In his first letter to the church in Corinth, Paul wrote: “Now I appeal to you brothers and sisters, by the name of our Lord Jesus Christ, that all of you be in agreement and that there be no division among you, but that you be united in the same mind and the same purpose.” That would of course mean to be united in the same mind and purpose as Christ, which comes from a perspective from the bottom. Jesus tried to get the elite and powerful of his day to stand on their heads and see the world from a different point of view. That is why he eventually was crucified. There was then and is now a strongly perceived need to maintain the status quo.
What Paul knew, as one who had persecuted the followers of Jesus before being stood on his head on the way to Damascus, was that when there is division the message of the gospel gets lost. The focus is directed elsewhere – towards who’s right and who’s wrong, who is the winner and who is the loser, who is the correct leader to stand behind – Paul, Apollos, Cephas, or Christ. As Paul goes on to write, “For Christ did not send me to baptize but to proclaim the gospel, and not with eloquent wisdom, so that the cross might not be emptied of its power.” That is, Paul did not wish to be a distraction from the message he was called to proclaim.
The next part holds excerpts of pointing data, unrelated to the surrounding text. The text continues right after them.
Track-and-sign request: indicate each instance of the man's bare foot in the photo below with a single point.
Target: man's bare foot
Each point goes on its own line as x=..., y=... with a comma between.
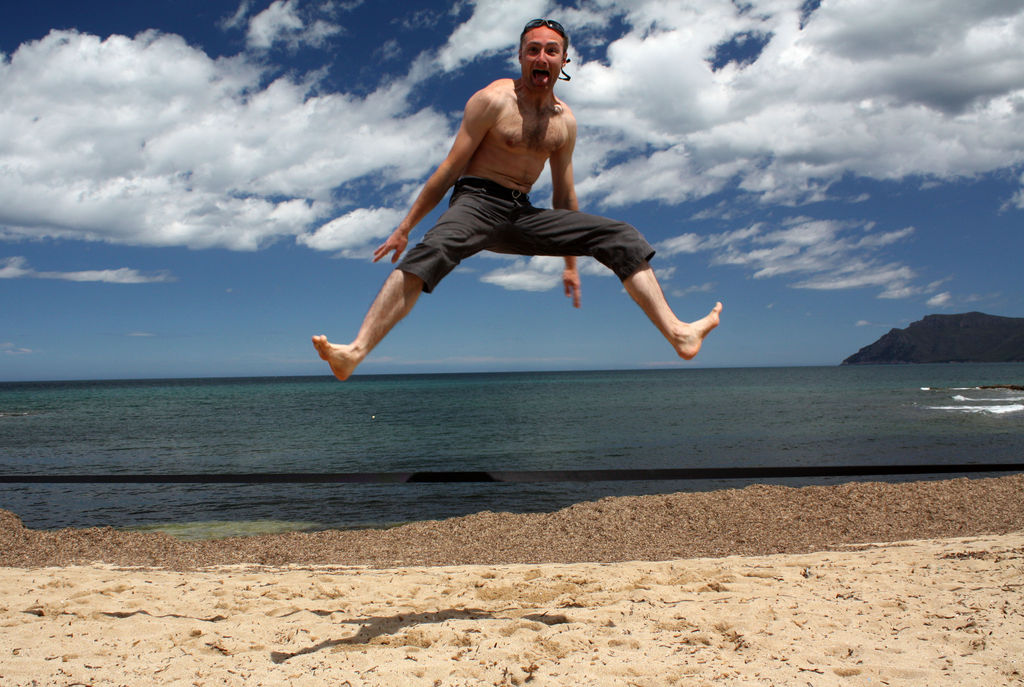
x=343, y=359
x=691, y=336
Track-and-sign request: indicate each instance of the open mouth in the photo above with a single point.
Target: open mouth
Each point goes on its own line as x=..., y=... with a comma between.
x=541, y=76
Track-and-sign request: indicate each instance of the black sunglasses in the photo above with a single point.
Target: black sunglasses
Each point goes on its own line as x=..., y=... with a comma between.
x=554, y=26
x=550, y=24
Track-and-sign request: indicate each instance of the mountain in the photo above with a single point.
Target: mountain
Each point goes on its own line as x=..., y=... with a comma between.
x=972, y=337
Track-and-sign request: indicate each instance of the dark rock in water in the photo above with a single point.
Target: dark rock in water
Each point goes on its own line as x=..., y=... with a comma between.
x=972, y=337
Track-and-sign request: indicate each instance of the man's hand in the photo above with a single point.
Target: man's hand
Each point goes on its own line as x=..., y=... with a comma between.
x=396, y=242
x=570, y=278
As modern day followers of Christ, we begin our call to follow by confessing that Jesus is the Messiah, our Messiah, the one who points us toward the kingdom. Along the way, unless we are somehow stood on our heads and gain a new perspective, a perspective from the bottom, we will not hear the good news as it was intended to be understood. It will remain the literature of the establishment. And we may find that we are knowingly or unknowingly distracted, or distracting others, from hearing the true love of God in Christ for all.
All mission is carried out in a particular setting, a particular context, and at a particular time in history, which shape how the message of the gospel is heard. In the spirit of St. Francis, who gave up all his wealth to live simply as Christ lived, the current pope, Francis, strikes me as an example of one who has been able to maintain a perspective from both the top and the bottom, keeping the focus squarely on the message of Jesus Christ as good news for all, and encouraging others to do likewise.
As we finish out the Week of Prayer for Christian Unity, let us pray that we, as followers of Jesus Christ, may find the unity necessary to maintain a focus on what is truly important, and thereby establish unity not only throughout the church, but throughout our lives, throughout our country, and throughout the world, living as one in Christ.